I’m reading a book of literary criticism, written by George Steiner, a long-term columnist of The New Yorker. In introducing his book, Tolstoy or Dostoyevsky, which was published in 1959, Steiner sheds light on the rewards and requirements of literary criticism.
In reading this introduction, I find a great deal that brings me back to the importance of never forgetting those foundational kernels of truth and principles of living which emerge from our most life-changing experiences.
There are more than 100 great books, more than 1,000, Steiner tells us. But their number is not inexhaustible. The same comment applies to the principles of living and truths. There are a lot of them. But the number is not inexhaustible. And the most important are ones we must always cling to, including the commitment to excellence, to truth and integrity, to never giving up in the pursuit of what is right, and to respect for one another.

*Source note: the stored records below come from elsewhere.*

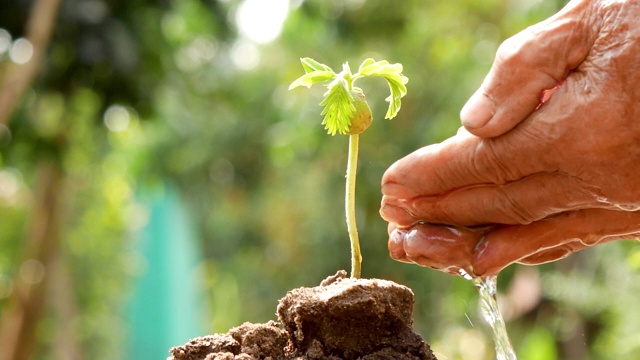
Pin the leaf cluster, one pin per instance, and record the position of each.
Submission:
(338, 100)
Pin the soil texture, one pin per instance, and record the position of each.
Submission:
(343, 318)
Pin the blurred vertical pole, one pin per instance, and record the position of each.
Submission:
(167, 307)
(24, 306)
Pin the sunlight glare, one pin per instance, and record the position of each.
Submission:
(261, 21)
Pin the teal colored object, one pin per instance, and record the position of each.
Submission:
(166, 309)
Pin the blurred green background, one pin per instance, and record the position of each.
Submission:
(158, 181)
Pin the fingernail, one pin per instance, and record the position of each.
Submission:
(478, 110)
(398, 235)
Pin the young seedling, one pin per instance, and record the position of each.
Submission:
(346, 112)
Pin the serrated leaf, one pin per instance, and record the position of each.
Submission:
(393, 74)
(312, 78)
(338, 108)
(310, 65)
(365, 63)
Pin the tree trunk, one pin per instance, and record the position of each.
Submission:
(24, 306)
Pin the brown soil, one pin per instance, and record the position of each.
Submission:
(343, 318)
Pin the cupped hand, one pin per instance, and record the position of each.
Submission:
(528, 163)
(487, 250)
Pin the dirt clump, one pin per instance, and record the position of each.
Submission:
(342, 319)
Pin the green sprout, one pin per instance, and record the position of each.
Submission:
(347, 112)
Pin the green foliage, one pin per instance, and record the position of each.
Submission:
(338, 102)
(257, 175)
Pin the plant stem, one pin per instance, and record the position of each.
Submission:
(350, 206)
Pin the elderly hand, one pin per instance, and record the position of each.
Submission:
(532, 177)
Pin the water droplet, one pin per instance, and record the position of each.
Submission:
(487, 288)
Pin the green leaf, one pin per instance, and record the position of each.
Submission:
(311, 78)
(393, 74)
(338, 108)
(365, 64)
(310, 65)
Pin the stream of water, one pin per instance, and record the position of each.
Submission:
(487, 288)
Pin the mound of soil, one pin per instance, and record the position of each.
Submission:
(343, 318)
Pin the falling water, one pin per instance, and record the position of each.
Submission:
(487, 288)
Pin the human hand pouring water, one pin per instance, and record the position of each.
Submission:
(548, 160)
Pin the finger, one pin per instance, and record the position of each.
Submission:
(520, 202)
(552, 238)
(466, 159)
(447, 249)
(536, 59)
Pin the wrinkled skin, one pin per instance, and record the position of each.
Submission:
(547, 162)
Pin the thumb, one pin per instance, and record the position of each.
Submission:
(536, 59)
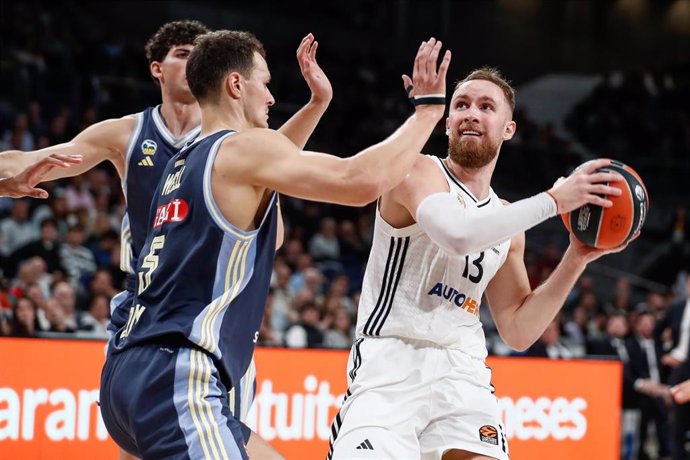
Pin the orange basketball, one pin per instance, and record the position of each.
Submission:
(606, 228)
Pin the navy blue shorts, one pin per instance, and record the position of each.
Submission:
(162, 401)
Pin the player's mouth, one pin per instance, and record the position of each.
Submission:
(470, 133)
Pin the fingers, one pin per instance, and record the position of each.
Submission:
(67, 159)
(605, 190)
(599, 201)
(312, 50)
(407, 84)
(445, 63)
(433, 58)
(37, 193)
(590, 166)
(427, 71)
(304, 44)
(416, 70)
(607, 176)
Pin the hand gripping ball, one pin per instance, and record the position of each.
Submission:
(606, 228)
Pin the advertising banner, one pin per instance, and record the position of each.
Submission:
(49, 393)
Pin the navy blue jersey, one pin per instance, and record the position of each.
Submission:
(150, 147)
(201, 281)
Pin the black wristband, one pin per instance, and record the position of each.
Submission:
(429, 100)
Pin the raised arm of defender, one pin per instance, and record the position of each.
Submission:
(356, 180)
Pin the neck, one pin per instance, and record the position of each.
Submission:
(180, 117)
(222, 116)
(478, 180)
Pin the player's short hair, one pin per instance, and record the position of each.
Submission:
(172, 34)
(494, 76)
(215, 55)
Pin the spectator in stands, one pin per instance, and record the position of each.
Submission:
(47, 247)
(324, 246)
(57, 318)
(78, 261)
(17, 230)
(645, 364)
(38, 297)
(22, 321)
(341, 333)
(95, 320)
(549, 344)
(64, 295)
(306, 333)
(281, 300)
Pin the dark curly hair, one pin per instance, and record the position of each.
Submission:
(172, 34)
(215, 55)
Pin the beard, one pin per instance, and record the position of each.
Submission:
(472, 154)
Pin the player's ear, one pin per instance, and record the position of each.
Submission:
(509, 130)
(233, 84)
(156, 71)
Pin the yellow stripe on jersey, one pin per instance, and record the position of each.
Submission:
(205, 324)
(248, 384)
(192, 401)
(237, 264)
(207, 405)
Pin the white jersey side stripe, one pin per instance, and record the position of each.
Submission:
(391, 277)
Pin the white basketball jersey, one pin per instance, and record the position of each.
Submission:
(414, 289)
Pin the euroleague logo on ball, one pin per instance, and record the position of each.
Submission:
(606, 228)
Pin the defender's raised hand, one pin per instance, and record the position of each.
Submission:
(320, 86)
(427, 87)
(24, 183)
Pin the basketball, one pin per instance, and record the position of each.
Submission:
(606, 228)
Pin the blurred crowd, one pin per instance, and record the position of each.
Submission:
(60, 257)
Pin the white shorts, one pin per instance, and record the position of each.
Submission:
(415, 400)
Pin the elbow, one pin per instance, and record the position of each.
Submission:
(362, 188)
(516, 341)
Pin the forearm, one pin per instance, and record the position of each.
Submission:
(384, 165)
(302, 124)
(526, 323)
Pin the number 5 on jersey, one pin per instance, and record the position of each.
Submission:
(150, 263)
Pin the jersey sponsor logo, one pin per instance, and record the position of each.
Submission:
(146, 161)
(488, 434)
(365, 445)
(172, 182)
(456, 297)
(148, 147)
(174, 211)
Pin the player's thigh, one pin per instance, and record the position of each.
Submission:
(387, 403)
(258, 448)
(465, 415)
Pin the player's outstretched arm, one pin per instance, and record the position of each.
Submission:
(106, 140)
(302, 124)
(352, 181)
(521, 315)
(24, 183)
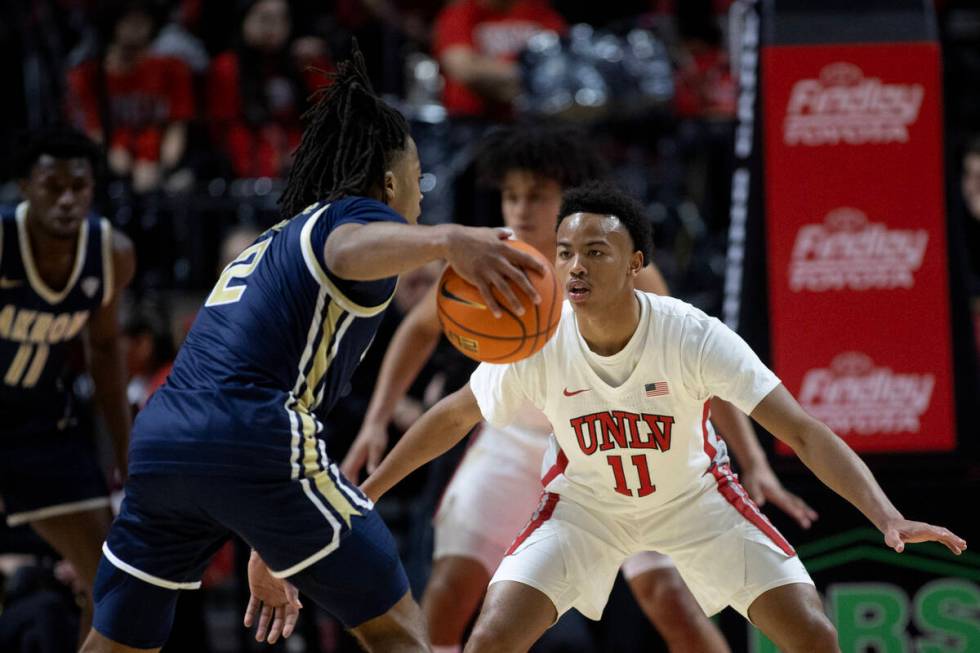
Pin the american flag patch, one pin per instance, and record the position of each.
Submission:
(657, 389)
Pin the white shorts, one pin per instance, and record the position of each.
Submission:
(486, 504)
(726, 551)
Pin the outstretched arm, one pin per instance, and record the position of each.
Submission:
(411, 346)
(755, 474)
(363, 252)
(441, 427)
(841, 470)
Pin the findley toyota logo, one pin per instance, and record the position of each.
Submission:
(855, 396)
(848, 251)
(844, 106)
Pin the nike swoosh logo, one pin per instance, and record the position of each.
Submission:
(456, 298)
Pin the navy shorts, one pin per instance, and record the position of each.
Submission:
(170, 526)
(50, 474)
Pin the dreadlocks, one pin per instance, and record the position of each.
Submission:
(347, 144)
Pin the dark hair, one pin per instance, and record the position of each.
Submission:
(347, 144)
(59, 142)
(111, 12)
(603, 198)
(972, 146)
(559, 153)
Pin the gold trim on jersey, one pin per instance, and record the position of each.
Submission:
(108, 280)
(313, 368)
(33, 276)
(313, 264)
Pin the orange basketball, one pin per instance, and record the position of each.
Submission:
(473, 329)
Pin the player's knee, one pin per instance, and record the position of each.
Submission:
(665, 596)
(397, 641)
(815, 634)
(488, 637)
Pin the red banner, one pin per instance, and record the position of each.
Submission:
(856, 239)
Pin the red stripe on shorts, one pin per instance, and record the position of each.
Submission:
(736, 495)
(545, 509)
(708, 447)
(561, 462)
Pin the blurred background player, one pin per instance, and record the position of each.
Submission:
(498, 482)
(62, 269)
(270, 353)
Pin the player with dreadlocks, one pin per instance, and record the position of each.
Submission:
(229, 445)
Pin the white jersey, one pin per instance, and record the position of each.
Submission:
(647, 441)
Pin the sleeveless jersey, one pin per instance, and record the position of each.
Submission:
(647, 441)
(270, 352)
(38, 324)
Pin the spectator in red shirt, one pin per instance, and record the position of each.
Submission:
(257, 92)
(135, 102)
(477, 42)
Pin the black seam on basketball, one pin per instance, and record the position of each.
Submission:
(463, 327)
(443, 315)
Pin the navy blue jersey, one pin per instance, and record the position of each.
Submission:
(270, 352)
(38, 324)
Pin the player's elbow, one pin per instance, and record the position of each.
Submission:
(807, 434)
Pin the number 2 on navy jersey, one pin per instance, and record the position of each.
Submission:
(240, 268)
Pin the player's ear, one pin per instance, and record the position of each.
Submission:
(390, 187)
(636, 263)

Steiner points out, correctly, that in today’s world a more diffident view of what is timeless prevails. “With the decline of Europe from the pivot of history, we have become less certain that the classical and Western tradition is preeminent. Our minds are shadowed by the wars and bestialities of the 20th century. We grow weary of our inheritance. But we must not yield too far. In excess of relativism lie the germs of anarchy.”
The “ancient recognition and habits of understanding run deeper than the rigors of time. Tradition and the long ground-swell of unity are no less real than that sense of disorder and vertigo which the new dark ages have loosed upon us.” (Steiner wrote this in the 1950s. The shadow of World War II still lingered. I feel certain that his thoughts would be no different in today’s troubled world.)
Even as we know that change is unending, that circumstances change, and that new opportunities and challenges arise, we must hold fast to those truths and learnings which have come down through time and which we believe in our hearts represent guides to our doing the best we can in the world we live in today.
Steiner’s subject is the challenge of literary criticism returning “with passion and awe and a sense of life renewed. At present, there is grievous need of such return,” Steiner writes. “All about us flourishes a new illiteracy, the illiteracy of those who can read short words, words of hatred and tawdriness, but cannot grasp the meaning of language when it is in a condition of beauty or truth.”
This may sound too highfalutin, too detached from the rigors of everyday life, but I don’t think it is. I think it calls upon us to honor those truths gained from our experience and learning which, put simply, helps us be our best selves.